I can’t resist the opportunity to talk about love.  During Valentine’s Day, which some refer to as a “Hallmark Holiday” we think about love in the romantic sense.  Flowers and chocolate come to mind, and maybe a date night with our partner for the first time in months or longer.  Some folks celebrate birthdays on this day, and some choose to get married on 2/14 as it is thought of as being very romantic.

The role of romance in love is a fun facet of being alive.  Young love in particular can rule our worlds if we are new to the idea that Two hearts can beat as one (Thank you U2!)  We have butterflies in our stomachs, and start fantasizing about the future.  Even as a young woman I recall in high school how many of us girls would write out our names on our notebooks and include our future ”married” names by adding the last names of our boyfriends at the time.  The energized current of young and romantic love is a playful, unique and special experience of being human.

But when the novelty wears off, and two people are committed to each other and the life they are building together, love can become a little less sexy and a bit more pragmatic.  As we time travel into the future about plans, possibilities and opportunities, our “playful” romantic experience can turn into stress and anxiety about the health and security our families.  No matter what our family structure looks like, our experience of romantic love doesn’t prevail.  That energy is more like a seed that is planted so we can grow into the virtuous commitment where the whole, is greater than the individuals that comprise the family unit.

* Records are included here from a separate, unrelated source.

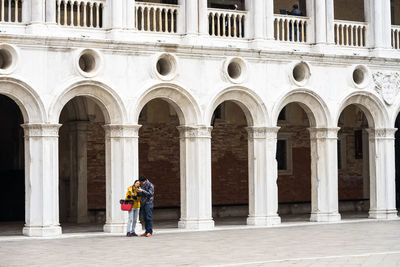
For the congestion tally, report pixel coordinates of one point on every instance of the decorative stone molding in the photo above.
(323, 133)
(387, 85)
(41, 130)
(269, 133)
(381, 133)
(194, 132)
(122, 131)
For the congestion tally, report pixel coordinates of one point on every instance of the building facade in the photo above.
(217, 102)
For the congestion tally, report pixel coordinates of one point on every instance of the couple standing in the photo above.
(142, 194)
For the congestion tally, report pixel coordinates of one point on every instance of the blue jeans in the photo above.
(147, 211)
(133, 215)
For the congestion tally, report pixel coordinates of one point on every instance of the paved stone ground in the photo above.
(370, 243)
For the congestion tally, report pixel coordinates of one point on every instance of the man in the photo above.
(147, 190)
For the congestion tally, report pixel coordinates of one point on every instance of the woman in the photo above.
(134, 195)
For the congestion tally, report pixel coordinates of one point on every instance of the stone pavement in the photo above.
(370, 243)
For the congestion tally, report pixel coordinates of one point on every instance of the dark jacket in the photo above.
(147, 193)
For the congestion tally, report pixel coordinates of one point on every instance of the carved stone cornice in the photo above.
(323, 133)
(269, 133)
(194, 131)
(41, 130)
(381, 133)
(387, 84)
(122, 130)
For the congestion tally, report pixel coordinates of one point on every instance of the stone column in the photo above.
(263, 175)
(382, 173)
(269, 20)
(38, 11)
(78, 185)
(203, 18)
(195, 171)
(258, 17)
(324, 175)
(41, 180)
(121, 171)
(51, 11)
(188, 17)
(130, 14)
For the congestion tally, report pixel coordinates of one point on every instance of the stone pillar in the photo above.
(382, 173)
(78, 184)
(130, 14)
(258, 17)
(195, 171)
(263, 175)
(38, 11)
(188, 17)
(269, 20)
(121, 171)
(203, 18)
(324, 175)
(41, 180)
(51, 11)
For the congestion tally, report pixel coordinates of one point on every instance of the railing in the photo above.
(224, 23)
(156, 17)
(74, 13)
(291, 28)
(396, 37)
(11, 11)
(350, 33)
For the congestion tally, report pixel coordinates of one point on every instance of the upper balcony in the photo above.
(344, 24)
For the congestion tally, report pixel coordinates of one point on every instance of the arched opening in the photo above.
(397, 160)
(353, 163)
(159, 159)
(82, 175)
(12, 168)
(229, 154)
(293, 156)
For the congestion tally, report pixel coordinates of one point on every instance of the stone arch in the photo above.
(109, 102)
(315, 108)
(370, 104)
(183, 102)
(27, 99)
(251, 104)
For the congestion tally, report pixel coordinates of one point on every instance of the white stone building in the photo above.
(113, 57)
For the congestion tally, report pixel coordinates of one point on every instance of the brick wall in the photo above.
(96, 166)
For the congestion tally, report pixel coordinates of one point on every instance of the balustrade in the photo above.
(11, 11)
(350, 33)
(224, 23)
(80, 13)
(396, 37)
(153, 17)
(291, 28)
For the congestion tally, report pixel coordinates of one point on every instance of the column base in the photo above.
(383, 214)
(42, 231)
(325, 217)
(206, 224)
(115, 228)
(263, 220)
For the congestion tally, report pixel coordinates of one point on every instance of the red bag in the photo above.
(126, 207)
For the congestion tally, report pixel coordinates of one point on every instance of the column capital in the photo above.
(262, 132)
(323, 133)
(194, 131)
(41, 130)
(381, 133)
(122, 130)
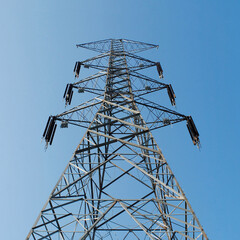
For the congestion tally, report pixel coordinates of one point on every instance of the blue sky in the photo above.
(199, 51)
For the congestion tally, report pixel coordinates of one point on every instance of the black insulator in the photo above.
(50, 129)
(75, 67)
(65, 91)
(192, 130)
(53, 132)
(45, 130)
(70, 89)
(159, 69)
(171, 94)
(69, 93)
(77, 70)
(70, 98)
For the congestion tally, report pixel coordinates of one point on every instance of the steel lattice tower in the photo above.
(117, 184)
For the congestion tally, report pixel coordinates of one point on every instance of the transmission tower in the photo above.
(117, 185)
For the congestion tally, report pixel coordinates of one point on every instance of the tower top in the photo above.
(104, 46)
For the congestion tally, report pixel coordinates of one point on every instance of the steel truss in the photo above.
(117, 184)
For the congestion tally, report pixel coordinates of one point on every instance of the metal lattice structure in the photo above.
(117, 185)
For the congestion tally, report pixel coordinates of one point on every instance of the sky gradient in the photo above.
(199, 51)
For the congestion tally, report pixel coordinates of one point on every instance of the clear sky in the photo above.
(199, 51)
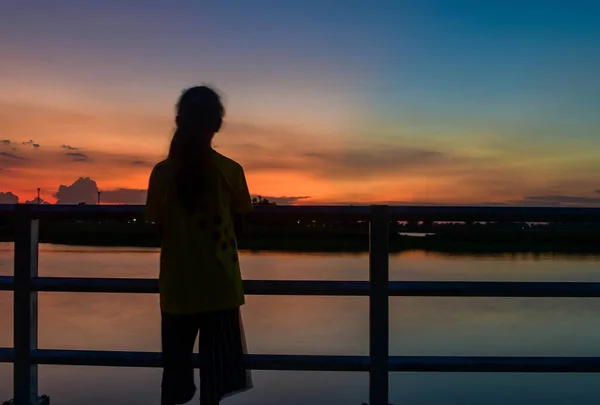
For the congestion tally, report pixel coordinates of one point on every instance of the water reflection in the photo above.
(326, 325)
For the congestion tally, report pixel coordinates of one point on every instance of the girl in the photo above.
(197, 198)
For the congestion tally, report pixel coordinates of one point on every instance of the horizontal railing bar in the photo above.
(150, 359)
(494, 289)
(433, 213)
(150, 286)
(7, 283)
(479, 364)
(502, 364)
(332, 288)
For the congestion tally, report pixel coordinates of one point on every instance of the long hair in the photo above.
(199, 116)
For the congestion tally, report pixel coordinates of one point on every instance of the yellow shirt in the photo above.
(199, 266)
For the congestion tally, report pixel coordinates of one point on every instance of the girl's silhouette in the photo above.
(197, 197)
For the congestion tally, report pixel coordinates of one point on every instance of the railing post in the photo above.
(25, 384)
(379, 305)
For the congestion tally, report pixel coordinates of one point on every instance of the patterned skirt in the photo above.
(222, 347)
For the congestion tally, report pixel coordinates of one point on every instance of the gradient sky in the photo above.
(454, 102)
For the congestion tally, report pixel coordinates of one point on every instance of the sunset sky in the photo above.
(328, 101)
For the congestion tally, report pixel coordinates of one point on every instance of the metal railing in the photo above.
(26, 356)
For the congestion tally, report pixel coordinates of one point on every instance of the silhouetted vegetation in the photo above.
(289, 234)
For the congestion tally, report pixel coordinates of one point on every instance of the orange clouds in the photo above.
(50, 146)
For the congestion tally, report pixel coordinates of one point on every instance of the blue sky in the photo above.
(509, 87)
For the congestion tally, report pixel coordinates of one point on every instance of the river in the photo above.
(325, 325)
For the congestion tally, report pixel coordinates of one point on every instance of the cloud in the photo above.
(283, 200)
(68, 147)
(143, 163)
(31, 143)
(12, 156)
(357, 162)
(124, 196)
(560, 200)
(83, 189)
(78, 156)
(35, 201)
(8, 198)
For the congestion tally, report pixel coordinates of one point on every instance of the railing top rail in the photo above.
(400, 213)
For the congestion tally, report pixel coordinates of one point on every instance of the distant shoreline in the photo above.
(353, 244)
(348, 239)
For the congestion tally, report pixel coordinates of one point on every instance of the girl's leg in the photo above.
(178, 337)
(223, 370)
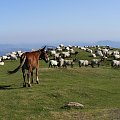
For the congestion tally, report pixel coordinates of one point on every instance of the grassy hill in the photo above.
(98, 89)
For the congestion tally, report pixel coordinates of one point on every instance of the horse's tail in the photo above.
(16, 69)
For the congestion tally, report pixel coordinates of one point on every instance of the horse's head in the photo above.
(44, 55)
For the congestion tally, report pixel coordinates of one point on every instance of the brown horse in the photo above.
(30, 61)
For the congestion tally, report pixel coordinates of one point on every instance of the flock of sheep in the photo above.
(63, 56)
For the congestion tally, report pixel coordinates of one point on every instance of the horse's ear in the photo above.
(43, 48)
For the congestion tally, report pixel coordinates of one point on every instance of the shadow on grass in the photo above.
(5, 87)
(9, 87)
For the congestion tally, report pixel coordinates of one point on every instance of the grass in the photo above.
(98, 89)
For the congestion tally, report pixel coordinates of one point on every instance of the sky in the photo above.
(59, 21)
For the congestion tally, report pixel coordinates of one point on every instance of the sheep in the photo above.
(65, 54)
(95, 62)
(116, 56)
(61, 62)
(53, 63)
(115, 63)
(69, 62)
(83, 63)
(2, 63)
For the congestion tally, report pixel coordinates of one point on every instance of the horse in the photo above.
(30, 61)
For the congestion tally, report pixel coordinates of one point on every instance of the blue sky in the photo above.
(59, 21)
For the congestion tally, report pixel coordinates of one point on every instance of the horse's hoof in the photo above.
(29, 85)
(37, 82)
(24, 85)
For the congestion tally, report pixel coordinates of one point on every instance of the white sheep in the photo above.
(115, 63)
(53, 63)
(95, 62)
(83, 63)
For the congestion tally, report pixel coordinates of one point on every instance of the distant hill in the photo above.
(5, 48)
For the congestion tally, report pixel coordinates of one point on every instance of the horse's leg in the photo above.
(28, 77)
(32, 80)
(37, 79)
(24, 76)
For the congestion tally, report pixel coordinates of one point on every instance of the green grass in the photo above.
(98, 89)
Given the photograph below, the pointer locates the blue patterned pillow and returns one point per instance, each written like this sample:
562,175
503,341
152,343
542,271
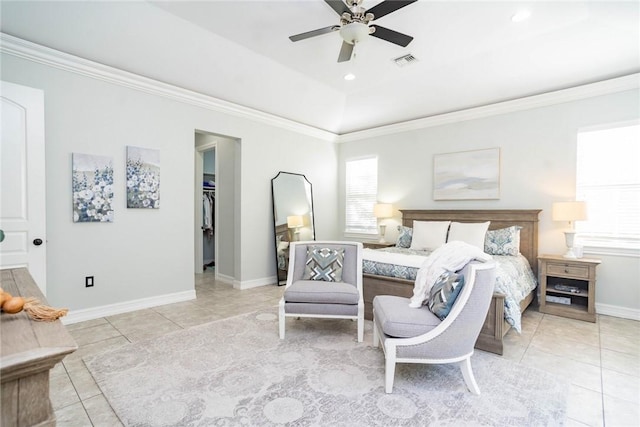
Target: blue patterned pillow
324,264
404,239
444,293
505,241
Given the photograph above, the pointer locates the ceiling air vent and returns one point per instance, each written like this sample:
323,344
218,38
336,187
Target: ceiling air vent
404,60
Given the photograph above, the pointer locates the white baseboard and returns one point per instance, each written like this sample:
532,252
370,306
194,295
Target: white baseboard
224,278
248,284
617,311
75,316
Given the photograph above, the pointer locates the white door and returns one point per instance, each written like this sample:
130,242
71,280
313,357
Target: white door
22,181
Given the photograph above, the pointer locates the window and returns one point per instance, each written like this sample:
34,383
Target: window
608,179
361,194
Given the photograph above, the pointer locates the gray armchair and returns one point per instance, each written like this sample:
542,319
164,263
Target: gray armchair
416,335
329,295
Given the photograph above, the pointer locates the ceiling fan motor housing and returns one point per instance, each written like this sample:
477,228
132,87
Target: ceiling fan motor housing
354,32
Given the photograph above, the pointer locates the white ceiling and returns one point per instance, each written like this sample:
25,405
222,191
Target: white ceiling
469,53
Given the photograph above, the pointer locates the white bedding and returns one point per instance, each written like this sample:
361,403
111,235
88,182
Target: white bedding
514,276
407,260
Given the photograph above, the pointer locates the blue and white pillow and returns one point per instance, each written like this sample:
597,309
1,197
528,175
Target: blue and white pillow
505,241
324,264
404,239
444,293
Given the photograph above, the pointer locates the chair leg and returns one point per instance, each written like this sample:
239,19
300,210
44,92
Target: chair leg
281,319
376,338
469,379
389,370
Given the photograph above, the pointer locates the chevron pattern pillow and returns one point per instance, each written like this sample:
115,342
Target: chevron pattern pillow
324,264
444,293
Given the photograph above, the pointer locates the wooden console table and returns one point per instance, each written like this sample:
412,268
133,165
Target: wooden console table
29,350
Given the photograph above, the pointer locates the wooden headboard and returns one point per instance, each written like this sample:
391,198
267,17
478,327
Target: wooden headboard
500,218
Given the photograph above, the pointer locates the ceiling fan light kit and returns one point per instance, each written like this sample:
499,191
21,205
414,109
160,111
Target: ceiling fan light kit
355,25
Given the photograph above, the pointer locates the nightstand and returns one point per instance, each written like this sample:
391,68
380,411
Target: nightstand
377,245
568,287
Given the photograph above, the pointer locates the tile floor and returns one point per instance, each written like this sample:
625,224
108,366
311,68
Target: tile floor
602,359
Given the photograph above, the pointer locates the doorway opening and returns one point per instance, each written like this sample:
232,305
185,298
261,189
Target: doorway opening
216,178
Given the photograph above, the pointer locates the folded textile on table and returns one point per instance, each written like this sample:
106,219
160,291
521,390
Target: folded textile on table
451,256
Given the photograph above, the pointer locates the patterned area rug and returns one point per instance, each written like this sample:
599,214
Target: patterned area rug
238,372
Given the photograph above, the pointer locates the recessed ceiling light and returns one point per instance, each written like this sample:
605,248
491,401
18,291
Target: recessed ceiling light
521,15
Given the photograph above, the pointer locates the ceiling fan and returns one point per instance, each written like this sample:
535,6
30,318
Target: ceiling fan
354,24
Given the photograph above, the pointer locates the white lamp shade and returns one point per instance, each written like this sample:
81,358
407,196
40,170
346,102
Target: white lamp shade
294,221
569,211
383,210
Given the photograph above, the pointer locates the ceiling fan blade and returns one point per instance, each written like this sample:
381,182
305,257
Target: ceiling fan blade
338,6
314,33
391,36
388,6
345,52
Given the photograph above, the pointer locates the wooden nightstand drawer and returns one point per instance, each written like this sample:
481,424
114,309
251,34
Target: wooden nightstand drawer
568,270
568,287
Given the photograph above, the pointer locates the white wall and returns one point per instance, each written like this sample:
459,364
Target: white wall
538,152
144,254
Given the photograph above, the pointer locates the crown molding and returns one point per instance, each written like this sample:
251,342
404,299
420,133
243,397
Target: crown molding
604,87
37,53
53,58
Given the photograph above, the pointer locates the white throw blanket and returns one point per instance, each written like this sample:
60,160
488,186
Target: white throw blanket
407,260
451,256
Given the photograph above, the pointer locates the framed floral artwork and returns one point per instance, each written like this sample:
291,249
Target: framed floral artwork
143,178
467,175
92,181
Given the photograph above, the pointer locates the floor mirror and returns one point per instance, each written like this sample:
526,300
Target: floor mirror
293,220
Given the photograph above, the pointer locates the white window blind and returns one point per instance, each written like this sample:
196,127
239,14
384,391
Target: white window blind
608,179
361,195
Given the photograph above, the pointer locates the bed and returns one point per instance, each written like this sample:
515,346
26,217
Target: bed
495,326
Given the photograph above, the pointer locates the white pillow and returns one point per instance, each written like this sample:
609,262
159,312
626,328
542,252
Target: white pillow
472,233
429,235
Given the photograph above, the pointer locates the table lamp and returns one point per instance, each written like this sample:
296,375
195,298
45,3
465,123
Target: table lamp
569,211
381,211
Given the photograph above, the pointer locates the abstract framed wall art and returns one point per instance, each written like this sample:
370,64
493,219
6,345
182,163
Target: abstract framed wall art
143,178
92,181
467,175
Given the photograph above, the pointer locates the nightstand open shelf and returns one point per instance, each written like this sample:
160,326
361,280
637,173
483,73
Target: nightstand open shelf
578,275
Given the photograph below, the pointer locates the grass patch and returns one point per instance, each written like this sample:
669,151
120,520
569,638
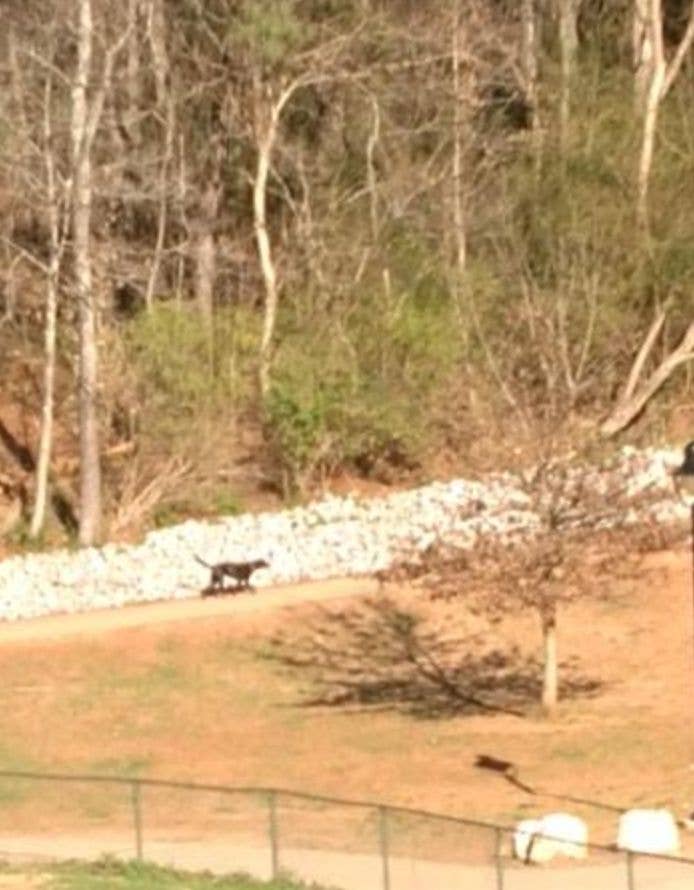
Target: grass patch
109,874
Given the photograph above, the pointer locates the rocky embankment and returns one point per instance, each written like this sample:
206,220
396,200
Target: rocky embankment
333,537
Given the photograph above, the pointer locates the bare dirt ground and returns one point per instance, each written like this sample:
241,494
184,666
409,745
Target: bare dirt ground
184,690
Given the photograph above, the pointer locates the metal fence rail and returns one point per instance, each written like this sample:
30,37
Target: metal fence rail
351,844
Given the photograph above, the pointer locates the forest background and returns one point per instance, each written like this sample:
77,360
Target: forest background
248,247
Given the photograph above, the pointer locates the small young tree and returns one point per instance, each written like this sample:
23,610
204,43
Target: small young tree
585,528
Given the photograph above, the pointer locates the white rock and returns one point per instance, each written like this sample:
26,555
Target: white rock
556,834
648,831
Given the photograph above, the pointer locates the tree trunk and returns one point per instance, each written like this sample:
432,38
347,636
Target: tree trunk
50,324
568,42
267,122
550,668
459,229
530,70
661,76
90,470
641,53
205,244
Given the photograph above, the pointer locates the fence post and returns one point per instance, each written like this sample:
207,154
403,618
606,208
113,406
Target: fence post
631,883
384,845
136,800
498,858
273,834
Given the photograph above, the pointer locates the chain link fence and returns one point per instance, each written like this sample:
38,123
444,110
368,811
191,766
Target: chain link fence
266,832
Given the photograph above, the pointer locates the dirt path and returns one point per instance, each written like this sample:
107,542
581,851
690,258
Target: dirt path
54,627
353,871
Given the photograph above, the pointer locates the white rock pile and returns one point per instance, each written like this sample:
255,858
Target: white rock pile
333,537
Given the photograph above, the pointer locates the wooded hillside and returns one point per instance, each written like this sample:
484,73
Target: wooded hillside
250,244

Love goes from roses, chocolate and awkward nervousness to conversations that start with questions like “What’s for dinner?” And “How will we manage this challenge?”  And “You spent how much money on that?”  We juggle caring for our families and ourselves, with nurturing the unique intentional effort that deep, committed love demands.  Schedules can get over booked, sports and music lessons for the kids can dominate the flow of activity, along with working our professional jobs, keeping the laundry going and making sure there is creamer for that much coveted first cup of morning coffee.

But Love, in its most powerful form, in my experience, transcends all of this.  It provides a foundation for security, respect and mutual support.  It can promise survival after an accident.  It can promise reconciliation after opposing action.  What most impresses me about “L-O-V-E” is that it takes on so many forms, from romantic, to platonic, to friendship to deep reverence to reciprocal care and concern for one another and our Planet.  

Consider some scenarios which capture a few examples of how love has manifested in my own life:

Love Is:

  • Making end of life decisions for my Daughter.  Then looking across the room into my partner’s eyes weeks later at her funeral, while both of us yearn for the other to confirm we made the right decision.
  • Supporting a friend or partner in an endeavor important to them, even when we don’t support the endeavor itself.
  • Weaving the strands of our lives together with compassion and empathy, as we recognize parts of ourselves in others, and parts of them in us.
  • Circling back with someone to clarify some communication that may have unintentionally gone sideways.
  • Giving without attachment.
  • Accepting, without blocking.
  • Kindness.
  • Forgiveness.
  • Setting boundaries.
  • Gratitude.
  • Presence.
  • Hopeful:  Feeling that the future can be better than the past, and that we have the agency to show up and do what is required to make that future happen.
  • Generosity
  • Seeing the first tulip push through the thawed out ground in Spring, or watching that last leaf to slowly fall and drift in Autumn.

What is love to you?  On this Valentine’s Day, if you are so inspired, carve out some time this morning or later today, to ponder what love means to you, your life, people closest to you, and how it manifests.  Are you missing any opportunities to be loved?  Or overlooking an opening to show someone else unconditional love?  Or to acknowledge the care someone has shown you, or you have shown yourself?  

In my experience feeling seen and heard is one of the highest levels of love expression that we can feel, and also provide to others.  Don’t hold back today, or any day, while celebrating loving people and conditions in your life.  Try openly expressing your affection and appreciation where it feels appropriate.  And allow yourself to receive, that which you give away.

When you say “I love you” to someone, let the current of your energy be viscerally felt, and make words the secondary transmission of your expression. But for the use of words, would the people in your life know how you feel about them?  If not, it might be time to focus on closing the gap between how you feel about people and how effectively you have expressed these feelings in real time.

Then let love do its thing.  As Jason Mraz beautifully sings, in his song Life is Wonderful:

“It takes no time to fall in Love but it takes you years to know what the Love is.”

And by all means, bring on the roses, candy and romance if you are fortunate enough to spend today with that one person who makes life all ok for you.  Go out of your way to make sure they know how you feel about them.  That way, when the shit hits the fan, and it always does, you will have built, and become part of a foundation that can carry you through both the best, and the worst of times.

Oh, and don’t forget the chocolate covered strawberries and the champagne!  Cheers!